L'affaire relative au risque de refoulement vers le Rwanda des demandeurs d'asile a suscité beaucoup de critiques au Royaume-Uni, mais la Cour n'a pas jugé l'affaire. Le juge de permanence a simplement pris une mesure provisoire. L'article 39 du règlement de la Cour permet en effet de geler une situation dans l'attente du règlement au fond d'une affaire, si un dommage irréversible est susceptible de se réaliser. C'est ce qui est arrivé dans l'affaire Vincent Lambert : la Cour avait ordonné de suspendre l'arrêt du traitement, le temps de juger ; puis, elle avait confirmé la position du Conseil d'État et levé la mesure provisoire.

De même, pour l'affaire relative au transfert de demandeurs d'asile vers le wanda, le juge de permanence a demandé, pour ne pas se retrouver devant le fait accompli quand la Cour jugerait au fond, de suspendre les vols vers le Rwanda. Désormais, la Cour doit prendre position sur le fond : soit elle considère qu'il y a une atteinte aux personnes intéressées et la mesure provisoire prendra fin pour laisser place à une décision ayant des effets durables, soit elle considère que le grief n'est pas fondé et elle lèvera la mesure de suspension, rendant possible l'exécution des vols à destination du Rwanda.

Cela dit, on peut toujours discuter de la manière d'améliorer l'application de l'article 39 et un groupe de travail interne à la Cour s'y consacre. Pour la France, il y a toujours 100 à 150 demandes par an, avec un taux d'octroi de 10 %.

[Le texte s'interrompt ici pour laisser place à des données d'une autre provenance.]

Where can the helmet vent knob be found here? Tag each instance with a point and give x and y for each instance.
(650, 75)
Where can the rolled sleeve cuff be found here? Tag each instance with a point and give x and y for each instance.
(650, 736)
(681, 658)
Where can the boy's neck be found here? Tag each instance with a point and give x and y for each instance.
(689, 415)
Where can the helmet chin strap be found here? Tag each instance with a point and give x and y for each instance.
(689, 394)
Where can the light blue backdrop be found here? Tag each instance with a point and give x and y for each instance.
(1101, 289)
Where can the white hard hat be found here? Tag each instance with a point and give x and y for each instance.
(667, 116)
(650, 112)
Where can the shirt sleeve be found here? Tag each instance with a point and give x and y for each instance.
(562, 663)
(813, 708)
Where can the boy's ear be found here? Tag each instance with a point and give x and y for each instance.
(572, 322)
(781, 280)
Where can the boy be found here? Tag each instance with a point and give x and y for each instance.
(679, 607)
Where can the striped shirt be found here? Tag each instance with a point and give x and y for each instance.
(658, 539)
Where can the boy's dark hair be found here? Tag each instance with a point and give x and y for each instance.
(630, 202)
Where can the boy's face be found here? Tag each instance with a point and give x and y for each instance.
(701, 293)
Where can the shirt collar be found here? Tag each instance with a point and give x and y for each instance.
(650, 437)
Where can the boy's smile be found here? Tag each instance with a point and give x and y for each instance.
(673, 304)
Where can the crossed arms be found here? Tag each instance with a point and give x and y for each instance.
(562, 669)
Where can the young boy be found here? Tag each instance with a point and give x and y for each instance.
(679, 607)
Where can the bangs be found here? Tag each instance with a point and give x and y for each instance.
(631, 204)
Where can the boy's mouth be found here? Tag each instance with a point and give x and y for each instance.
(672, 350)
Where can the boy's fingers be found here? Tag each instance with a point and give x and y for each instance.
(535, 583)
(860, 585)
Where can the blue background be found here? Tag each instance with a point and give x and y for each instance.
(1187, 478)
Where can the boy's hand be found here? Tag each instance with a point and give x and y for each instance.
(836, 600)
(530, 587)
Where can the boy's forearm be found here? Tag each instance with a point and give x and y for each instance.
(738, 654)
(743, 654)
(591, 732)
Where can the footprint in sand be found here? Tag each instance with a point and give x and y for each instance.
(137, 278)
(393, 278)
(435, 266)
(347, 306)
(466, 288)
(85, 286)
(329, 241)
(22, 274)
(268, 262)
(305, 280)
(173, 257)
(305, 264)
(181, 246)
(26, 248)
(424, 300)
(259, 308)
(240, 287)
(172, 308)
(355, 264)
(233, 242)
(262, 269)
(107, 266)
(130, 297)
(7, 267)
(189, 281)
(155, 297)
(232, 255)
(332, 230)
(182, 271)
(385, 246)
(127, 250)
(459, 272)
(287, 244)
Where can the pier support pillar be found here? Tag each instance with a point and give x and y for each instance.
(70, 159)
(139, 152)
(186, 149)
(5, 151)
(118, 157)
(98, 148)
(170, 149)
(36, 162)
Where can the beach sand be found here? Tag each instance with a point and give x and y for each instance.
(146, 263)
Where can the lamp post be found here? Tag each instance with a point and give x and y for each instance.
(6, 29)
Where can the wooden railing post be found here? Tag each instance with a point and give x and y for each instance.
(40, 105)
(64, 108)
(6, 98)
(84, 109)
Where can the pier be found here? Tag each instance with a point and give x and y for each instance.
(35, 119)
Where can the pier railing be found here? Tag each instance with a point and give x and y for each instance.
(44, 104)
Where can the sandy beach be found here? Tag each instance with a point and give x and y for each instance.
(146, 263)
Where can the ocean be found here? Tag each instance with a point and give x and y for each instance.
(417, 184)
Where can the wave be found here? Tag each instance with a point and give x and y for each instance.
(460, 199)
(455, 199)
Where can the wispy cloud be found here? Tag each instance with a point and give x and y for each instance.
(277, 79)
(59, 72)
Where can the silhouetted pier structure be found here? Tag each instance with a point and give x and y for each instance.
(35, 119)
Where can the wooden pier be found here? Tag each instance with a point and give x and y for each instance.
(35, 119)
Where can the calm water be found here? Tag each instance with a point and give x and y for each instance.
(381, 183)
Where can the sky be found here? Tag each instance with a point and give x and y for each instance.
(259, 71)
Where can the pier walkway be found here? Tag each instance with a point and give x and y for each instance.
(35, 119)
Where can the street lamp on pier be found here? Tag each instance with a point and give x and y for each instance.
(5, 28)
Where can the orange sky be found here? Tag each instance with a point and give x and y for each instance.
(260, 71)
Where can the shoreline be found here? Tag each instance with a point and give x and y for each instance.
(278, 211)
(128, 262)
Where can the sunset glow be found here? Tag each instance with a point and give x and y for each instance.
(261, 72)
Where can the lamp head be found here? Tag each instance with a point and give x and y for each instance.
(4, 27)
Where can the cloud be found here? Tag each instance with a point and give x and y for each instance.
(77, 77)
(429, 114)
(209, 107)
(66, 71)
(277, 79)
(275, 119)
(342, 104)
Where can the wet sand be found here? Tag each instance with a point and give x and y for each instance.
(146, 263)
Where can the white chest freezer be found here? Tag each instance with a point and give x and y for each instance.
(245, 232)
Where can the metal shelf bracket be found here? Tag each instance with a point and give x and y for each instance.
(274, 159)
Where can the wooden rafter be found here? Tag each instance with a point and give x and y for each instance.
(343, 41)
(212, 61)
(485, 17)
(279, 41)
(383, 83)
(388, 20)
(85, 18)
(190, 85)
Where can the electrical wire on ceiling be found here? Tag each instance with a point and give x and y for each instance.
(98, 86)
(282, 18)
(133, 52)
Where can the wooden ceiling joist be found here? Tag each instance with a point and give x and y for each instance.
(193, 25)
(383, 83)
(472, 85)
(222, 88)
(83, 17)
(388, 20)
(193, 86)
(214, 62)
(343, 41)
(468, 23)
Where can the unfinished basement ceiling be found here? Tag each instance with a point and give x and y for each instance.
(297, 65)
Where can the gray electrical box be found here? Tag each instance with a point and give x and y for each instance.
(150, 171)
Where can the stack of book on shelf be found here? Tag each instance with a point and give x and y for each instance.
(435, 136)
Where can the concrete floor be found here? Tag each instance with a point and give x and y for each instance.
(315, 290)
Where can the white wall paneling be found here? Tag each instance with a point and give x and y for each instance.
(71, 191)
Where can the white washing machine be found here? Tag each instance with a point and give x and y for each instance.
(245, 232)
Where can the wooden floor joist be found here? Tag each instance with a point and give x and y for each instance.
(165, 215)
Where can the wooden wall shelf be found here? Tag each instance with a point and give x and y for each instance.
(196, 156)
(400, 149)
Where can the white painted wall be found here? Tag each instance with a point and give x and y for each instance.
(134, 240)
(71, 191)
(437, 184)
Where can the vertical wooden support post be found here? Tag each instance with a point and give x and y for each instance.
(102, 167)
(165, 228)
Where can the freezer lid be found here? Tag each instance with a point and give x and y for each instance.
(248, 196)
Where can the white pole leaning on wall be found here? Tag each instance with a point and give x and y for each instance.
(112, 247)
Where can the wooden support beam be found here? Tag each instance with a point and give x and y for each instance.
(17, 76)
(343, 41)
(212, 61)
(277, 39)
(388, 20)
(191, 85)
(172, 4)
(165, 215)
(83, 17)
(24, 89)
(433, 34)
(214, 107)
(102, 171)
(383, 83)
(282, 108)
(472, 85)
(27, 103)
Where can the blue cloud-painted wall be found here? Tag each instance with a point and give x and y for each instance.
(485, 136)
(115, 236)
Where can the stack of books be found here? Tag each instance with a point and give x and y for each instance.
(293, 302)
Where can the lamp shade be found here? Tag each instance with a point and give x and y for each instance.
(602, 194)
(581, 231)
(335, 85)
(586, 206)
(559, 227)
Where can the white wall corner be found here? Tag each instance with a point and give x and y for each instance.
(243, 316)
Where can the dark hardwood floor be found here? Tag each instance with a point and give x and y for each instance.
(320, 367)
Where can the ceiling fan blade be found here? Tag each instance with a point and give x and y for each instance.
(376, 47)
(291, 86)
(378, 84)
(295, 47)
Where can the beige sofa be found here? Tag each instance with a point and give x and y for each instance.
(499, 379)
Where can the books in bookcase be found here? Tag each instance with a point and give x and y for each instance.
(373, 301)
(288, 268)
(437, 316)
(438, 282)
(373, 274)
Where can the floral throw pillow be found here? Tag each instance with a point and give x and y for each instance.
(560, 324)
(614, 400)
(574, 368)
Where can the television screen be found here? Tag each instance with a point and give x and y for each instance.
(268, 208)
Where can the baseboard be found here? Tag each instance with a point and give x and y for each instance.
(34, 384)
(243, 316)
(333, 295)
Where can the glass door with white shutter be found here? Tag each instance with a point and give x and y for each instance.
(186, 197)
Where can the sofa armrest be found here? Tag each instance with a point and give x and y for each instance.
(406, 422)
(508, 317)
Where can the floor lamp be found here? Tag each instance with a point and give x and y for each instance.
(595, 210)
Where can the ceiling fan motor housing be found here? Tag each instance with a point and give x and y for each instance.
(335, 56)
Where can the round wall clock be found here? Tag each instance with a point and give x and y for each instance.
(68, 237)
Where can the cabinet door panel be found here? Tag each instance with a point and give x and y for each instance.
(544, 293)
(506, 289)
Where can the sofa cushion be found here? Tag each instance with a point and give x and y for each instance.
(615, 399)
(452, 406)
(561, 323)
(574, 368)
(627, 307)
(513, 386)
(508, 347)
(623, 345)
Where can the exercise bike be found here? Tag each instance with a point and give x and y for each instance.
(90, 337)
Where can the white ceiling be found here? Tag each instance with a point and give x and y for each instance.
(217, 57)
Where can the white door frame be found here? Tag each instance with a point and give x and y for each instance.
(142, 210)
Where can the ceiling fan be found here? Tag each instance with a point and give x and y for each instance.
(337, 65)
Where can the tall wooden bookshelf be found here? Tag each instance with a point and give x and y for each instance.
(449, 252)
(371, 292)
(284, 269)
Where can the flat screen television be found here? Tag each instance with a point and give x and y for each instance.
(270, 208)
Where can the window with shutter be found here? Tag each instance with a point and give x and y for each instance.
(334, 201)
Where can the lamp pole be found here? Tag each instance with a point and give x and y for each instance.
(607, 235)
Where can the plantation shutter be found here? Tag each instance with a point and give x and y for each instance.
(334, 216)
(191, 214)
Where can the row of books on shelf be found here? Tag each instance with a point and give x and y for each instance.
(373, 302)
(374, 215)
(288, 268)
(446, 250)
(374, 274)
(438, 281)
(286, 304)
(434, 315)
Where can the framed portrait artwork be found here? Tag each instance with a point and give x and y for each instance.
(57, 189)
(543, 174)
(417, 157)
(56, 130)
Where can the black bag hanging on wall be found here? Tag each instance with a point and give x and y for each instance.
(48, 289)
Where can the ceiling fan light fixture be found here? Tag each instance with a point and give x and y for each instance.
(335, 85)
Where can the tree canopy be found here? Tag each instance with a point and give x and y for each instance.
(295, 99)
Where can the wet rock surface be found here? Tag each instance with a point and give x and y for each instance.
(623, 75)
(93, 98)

Pour ce qui concerne l'adhésion de l'Union européenne à la Convention, je serai prudent, car ce sont les États qui ont la légitimité pour faire aboutir ce processus.

Du point de vue institutionnel, la cohérence entre les deux ordres juridiques - celui de l'Union européenne et celui de la Convention - est indispensable, mais nous n'avons pas attendu cette adhésion pour la construire. La CEDH et la CJUE se rencontrent chaque année pour des séminaires de travail ; cela vient de se produire. Ainsi, notre jurisprudence a créé la présomption dite « Bosphorus », c'est-à-dire une présomption d'équivalence des protections : quand un État membre ou la CJUE a jugé que le droit de l'Union était respecté par une mesure nationale, celle-ci est présumée respecter la Convention européenne des droits de l'homme. Donc, du point de vue institutionnel, avant même l'adhésion, nous oeuvrons à cette cohérence.

Une adhésion de l'Union apporterait une supervision externe sur les actes de l'Union qui ne sont pas contrôlés aujourd'hui ; c'est une valeur ajoutée en matière de justiciabilité.

À titre personnel - ce que je vais dire maintenant n'engage que moi et non mon institution -, je pense que cette adhésion aurait un effet symbolique très fort. Cela conduit à envisager que des actes émanant de l'Union européenne puissent faire l'objet d'un contrôle de la Cour, comme les décisions de la Commission en matière de concurrence, qui ne peuvent être attaquées ni auprès des juges internes ni auprès de la CJUE. Il y aurait ainsi des contrôles portant sur des matières aujourd'hui non susceptibles de recours.

De manière générale, il ne faut pas avoir peur de l'empilement du contrôle, mais l'empilement ne doit pas devenir de l'éparpillement ni une source de dysfonctionnement ou de disharmonie. La Cour a d'ores et déjà constitué un groupe de travail interne pour anticiper cette situation, afin de ne pas être prise au dépourvu en préparant des réponses, si la situation se présentait. Selon moi, ce serait un progrès, mais cela exigerait beaucoup de précautions de part et d'autre et la nécessité d'inventer de nouvelles modalités. Vous connaissez en outre la question spécifique du traitement de la politique étrangère et de sécurité commune (PESC), qui ne relève pas de la compétence de la CJUE.